Kimball began to patent improvements in sewing machines in his own name on 30 June 1864 (Patent no. 1632), 23 July 1866 (Patent no. 1908) and 11 March 1867 (Patent no. 687). These patents were for machines that were heavyweight and designed for use on canvas and heavyweight materials such as sack cloth. John Morton then joined Kimball and together they created the Kimball & Morton Company in 1867. Patent number 2227, dated 27 June 1877 was the first patent to appear under both names. Until this point their factory was based at 82 Bishop Street, Andertson, Glasgow, and they had showrooms at 114 Argyle Street.

== The 'Lion' ==
Kimball and Morton are most famous for their unusual ‘Lion’ machines and the first of these was manufactured in 1868. The design uses a transverse shuttle lockstitch mechanism with the upper mechanism and the needle bar secreted beneath a bronzed cast iron lion. A pair of matching legs could be attached to hide the lower needle bar and presser foot when the machine was not in use. The treadle was equally ornate with depictions of a lion and eagle as well as the motto ‘Strength and Speed’. The Lion sewing machine was the only British-made sewing machine to win a medal at the American Centennial Exhibition in Philadelphia in 1876. A rare example of both the Lion treadle machine of 1868 and hand crank model of 1902 can be seen at Glasgow Museums Resource Centre.

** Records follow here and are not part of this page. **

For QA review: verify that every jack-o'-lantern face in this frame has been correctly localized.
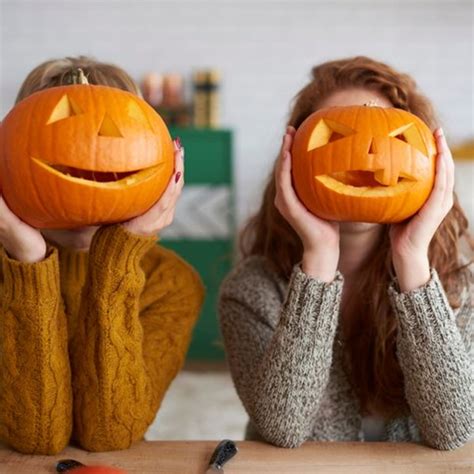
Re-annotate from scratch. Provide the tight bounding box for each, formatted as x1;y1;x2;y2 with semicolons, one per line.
291;105;436;223
0;84;174;229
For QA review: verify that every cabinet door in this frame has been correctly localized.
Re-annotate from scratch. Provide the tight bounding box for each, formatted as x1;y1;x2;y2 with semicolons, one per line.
160;128;234;360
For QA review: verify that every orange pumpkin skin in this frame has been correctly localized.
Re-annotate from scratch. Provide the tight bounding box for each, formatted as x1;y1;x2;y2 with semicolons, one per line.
0;84;174;229
291;106;437;223
72;467;128;474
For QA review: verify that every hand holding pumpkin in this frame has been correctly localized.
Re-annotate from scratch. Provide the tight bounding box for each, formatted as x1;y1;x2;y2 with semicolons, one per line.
390;128;455;291
0;139;183;258
122;139;184;237
0;194;47;262
275;127;340;282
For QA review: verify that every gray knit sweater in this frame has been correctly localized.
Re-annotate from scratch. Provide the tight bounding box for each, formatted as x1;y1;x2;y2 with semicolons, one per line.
218;256;473;450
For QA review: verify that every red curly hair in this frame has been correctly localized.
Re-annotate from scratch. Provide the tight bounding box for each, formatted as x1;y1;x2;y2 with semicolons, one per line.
240;56;472;418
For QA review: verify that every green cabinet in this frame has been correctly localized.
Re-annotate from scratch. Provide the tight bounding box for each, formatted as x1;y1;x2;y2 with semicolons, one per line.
160;128;234;360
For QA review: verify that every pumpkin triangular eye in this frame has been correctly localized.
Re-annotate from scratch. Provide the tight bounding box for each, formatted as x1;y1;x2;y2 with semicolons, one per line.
308;119;355;150
47;94;83;124
393;133;407;143
98;113;123;137
127;100;153;131
389;123;427;155
328;132;345;143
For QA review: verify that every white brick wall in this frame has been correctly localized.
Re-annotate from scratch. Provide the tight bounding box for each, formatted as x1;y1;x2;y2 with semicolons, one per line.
1;0;472;226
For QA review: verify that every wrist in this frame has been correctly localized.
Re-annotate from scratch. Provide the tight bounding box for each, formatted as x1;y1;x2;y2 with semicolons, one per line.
392;252;430;292
302;248;339;283
392;248;429;273
0;222;11;238
2;243;47;263
0;232;46;263
121;221;156;237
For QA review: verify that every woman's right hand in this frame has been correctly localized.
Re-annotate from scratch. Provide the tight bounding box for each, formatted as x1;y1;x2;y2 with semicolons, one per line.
275;126;340;282
0;196;47;263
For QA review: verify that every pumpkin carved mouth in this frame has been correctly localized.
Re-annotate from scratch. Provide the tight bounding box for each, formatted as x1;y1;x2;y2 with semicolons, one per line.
32;158;164;188
326;169;415;186
317;169;417;198
48;164;137;182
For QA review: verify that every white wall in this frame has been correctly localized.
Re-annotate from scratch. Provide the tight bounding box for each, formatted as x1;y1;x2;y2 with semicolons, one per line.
1;0;473;227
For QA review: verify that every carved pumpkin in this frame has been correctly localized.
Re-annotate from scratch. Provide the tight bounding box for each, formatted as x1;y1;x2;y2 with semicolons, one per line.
0;76;173;229
291;105;436;223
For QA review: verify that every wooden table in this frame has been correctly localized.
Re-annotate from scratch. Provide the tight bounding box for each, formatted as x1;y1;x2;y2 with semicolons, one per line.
0;441;472;474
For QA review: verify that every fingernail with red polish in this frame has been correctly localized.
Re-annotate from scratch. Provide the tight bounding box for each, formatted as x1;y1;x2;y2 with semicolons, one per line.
175;172;182;183
175;136;182;149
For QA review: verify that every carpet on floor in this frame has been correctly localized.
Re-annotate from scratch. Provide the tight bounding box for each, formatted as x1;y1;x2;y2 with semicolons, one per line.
145;370;248;440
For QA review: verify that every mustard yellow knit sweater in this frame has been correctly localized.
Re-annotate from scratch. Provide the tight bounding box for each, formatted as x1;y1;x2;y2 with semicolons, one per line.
0;224;204;455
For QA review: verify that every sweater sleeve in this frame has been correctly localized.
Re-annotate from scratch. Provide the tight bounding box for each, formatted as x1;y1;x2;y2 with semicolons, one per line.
70;224;204;452
0;247;72;455
389;268;473;450
219;257;343;448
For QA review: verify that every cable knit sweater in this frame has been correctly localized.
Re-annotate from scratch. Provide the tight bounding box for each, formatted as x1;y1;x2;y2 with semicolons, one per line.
0;224;204;455
219;256;473;450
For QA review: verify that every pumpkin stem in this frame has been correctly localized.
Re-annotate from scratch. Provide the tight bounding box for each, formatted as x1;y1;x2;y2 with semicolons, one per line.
66;68;89;85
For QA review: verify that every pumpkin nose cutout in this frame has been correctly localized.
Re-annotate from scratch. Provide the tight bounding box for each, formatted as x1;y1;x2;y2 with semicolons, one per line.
368;138;399;186
98;114;123;137
368;138;377;155
374;169;398;186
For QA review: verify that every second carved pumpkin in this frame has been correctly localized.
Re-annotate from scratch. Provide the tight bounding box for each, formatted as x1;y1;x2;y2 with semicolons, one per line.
291;105;436;223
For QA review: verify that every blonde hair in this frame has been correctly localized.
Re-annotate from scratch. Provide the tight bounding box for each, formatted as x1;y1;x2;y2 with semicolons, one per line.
15;55;140;103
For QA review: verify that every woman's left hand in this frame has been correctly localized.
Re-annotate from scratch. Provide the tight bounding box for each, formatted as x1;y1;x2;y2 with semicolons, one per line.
123;139;184;237
389;128;455;291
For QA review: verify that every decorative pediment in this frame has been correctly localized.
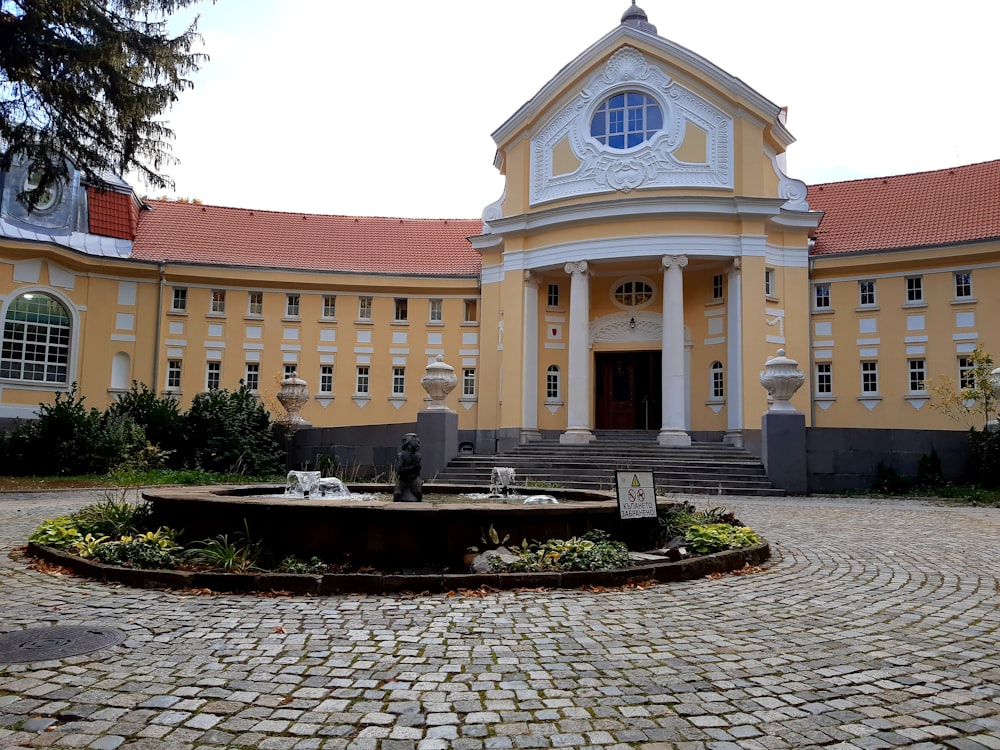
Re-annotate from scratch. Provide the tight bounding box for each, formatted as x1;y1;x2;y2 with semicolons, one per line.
530;47;733;206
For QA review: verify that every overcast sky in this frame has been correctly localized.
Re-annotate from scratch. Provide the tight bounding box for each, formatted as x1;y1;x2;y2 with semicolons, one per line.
151;0;999;219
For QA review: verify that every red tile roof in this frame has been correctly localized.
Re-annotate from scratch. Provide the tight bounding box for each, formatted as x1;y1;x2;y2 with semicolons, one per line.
807;160;1000;256
87;186;138;240
132;201;483;276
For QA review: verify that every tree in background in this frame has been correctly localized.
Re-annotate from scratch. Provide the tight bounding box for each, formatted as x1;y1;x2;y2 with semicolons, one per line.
0;0;210;207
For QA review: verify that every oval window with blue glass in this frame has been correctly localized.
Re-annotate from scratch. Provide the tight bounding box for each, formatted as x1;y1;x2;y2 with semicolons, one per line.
590;91;663;150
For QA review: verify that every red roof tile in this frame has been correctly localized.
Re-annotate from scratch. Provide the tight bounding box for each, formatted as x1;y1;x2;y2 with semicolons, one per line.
87;187;138;240
132;201;482;276
807;160;1000;256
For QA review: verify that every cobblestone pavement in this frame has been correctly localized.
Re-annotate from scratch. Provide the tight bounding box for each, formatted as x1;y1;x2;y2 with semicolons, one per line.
1;490;998;750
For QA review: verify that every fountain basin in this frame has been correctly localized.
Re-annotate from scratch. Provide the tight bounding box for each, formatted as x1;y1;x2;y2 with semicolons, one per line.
143;483;668;569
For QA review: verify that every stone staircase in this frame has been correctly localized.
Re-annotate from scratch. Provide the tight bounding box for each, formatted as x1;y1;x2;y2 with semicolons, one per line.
433;430;784;496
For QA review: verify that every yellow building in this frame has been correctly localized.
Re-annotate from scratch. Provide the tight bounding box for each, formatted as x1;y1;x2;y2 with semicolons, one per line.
2;4;997;487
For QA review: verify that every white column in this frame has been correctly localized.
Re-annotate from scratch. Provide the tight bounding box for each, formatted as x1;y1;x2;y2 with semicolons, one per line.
520;271;541;443
560;261;595;444
659;255;692;447
724;258;744;447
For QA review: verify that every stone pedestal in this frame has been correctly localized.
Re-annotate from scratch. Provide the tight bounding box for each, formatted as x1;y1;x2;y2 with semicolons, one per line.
417;408;458;478
761;411;807;495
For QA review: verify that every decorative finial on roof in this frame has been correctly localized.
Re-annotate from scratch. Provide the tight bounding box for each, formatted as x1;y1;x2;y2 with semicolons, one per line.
621;1;657;34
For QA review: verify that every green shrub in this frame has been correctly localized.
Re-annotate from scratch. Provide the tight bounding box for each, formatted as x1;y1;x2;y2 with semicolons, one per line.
107;382;183;462
501;530;631;572
185;520;263;573
969;427;1000;489
91;531;181;569
654;502;744;546
684;524;762;554
71;493;154;538
276;556;329;574
28;517;84;549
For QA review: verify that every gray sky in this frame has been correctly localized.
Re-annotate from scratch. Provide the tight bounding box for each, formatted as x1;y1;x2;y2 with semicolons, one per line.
152;0;1000;218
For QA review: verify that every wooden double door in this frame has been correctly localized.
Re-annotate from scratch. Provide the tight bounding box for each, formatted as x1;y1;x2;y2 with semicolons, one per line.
595;351;662;430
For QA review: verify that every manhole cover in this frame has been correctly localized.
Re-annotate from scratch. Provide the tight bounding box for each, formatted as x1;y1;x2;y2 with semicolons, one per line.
0;626;125;663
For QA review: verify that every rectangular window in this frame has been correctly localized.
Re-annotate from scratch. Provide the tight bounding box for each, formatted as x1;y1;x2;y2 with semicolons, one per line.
908;359;926;393
392;366;406;395
283;364;297;379
358;296;373;320
167;359;182;389
958;357;975;389
814;283;831;309
463;299;478;323
861;360;878;394
322;295;337;319
394;298;408;322
356;366;370;394
171;288;187;312
712;274;724;301
955;271;973;299
905;276;923;303
206;361;221;390
858;280;876;307
248;291;263;316
764;268;776;298
462;368;476;397
816;362;832;395
285;294;300;317
210;290;226;314
244;363;259;391
429;299;443;322
547;284;560;307
319;365;334;394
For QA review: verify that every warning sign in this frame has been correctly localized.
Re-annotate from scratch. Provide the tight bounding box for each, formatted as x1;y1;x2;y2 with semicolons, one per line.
615;470;657;519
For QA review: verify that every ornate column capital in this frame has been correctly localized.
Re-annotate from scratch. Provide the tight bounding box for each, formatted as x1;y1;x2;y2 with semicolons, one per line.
729;257;742;273
524;270;539;288
564;260;589;276
661;255;688;270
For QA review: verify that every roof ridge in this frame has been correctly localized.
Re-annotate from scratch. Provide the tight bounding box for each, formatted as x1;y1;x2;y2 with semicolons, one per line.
809;158;1000;189
142;199;478;223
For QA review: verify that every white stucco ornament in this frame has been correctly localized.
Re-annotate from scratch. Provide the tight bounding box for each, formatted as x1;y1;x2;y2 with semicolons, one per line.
760;349;805;413
277;371;311;427
421;355;458;410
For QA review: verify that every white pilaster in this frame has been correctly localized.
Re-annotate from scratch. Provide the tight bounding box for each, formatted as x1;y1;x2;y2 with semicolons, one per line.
724;257;744;447
659;255;692;447
521;271;542;443
560;261;595;444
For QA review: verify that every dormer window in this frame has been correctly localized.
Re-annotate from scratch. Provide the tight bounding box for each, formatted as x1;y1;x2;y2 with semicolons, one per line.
590;91;662;149
22;167;61;212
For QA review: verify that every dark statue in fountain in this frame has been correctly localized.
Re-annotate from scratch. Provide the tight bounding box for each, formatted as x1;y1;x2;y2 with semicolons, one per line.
393;433;423;503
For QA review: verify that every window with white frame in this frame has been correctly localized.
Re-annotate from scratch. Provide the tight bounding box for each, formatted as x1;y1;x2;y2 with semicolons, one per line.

In March 2019 a Kimball and Morton Lion sewing machine was valued between £10,000 and £15,000 on BBC programme 'The Antiques Roadshow'

The company also produced successful industrial machines that were used for work with such items as sails. When patents for the Singer 12k and 13k expired Kimball and Morton produced a family and medium machine in 1878 that continued to be produced right into the early 1900s.

Kimball and Morton became a limited company in 1887 with its main office and factory situated at Bothwell Circus in Glasgow.

On 9 October 1902 the sons of John Morton put in a patent (No.21933) for the second Lion machine which could be made as a hand or treadle machine. The lion (sculpted to look like the work of J. Vasteugh Gyorgy) stands on rocks that are hinged to allow the needle bar, presser foot and shuttle race to be seen whilst the head of the lion is also hinged to allow the user to insert the top reel and alter tension.

Kimball and Morton produced many different models of machine over the years and moved to new premises at 11a Norfolk Street, Glasgow.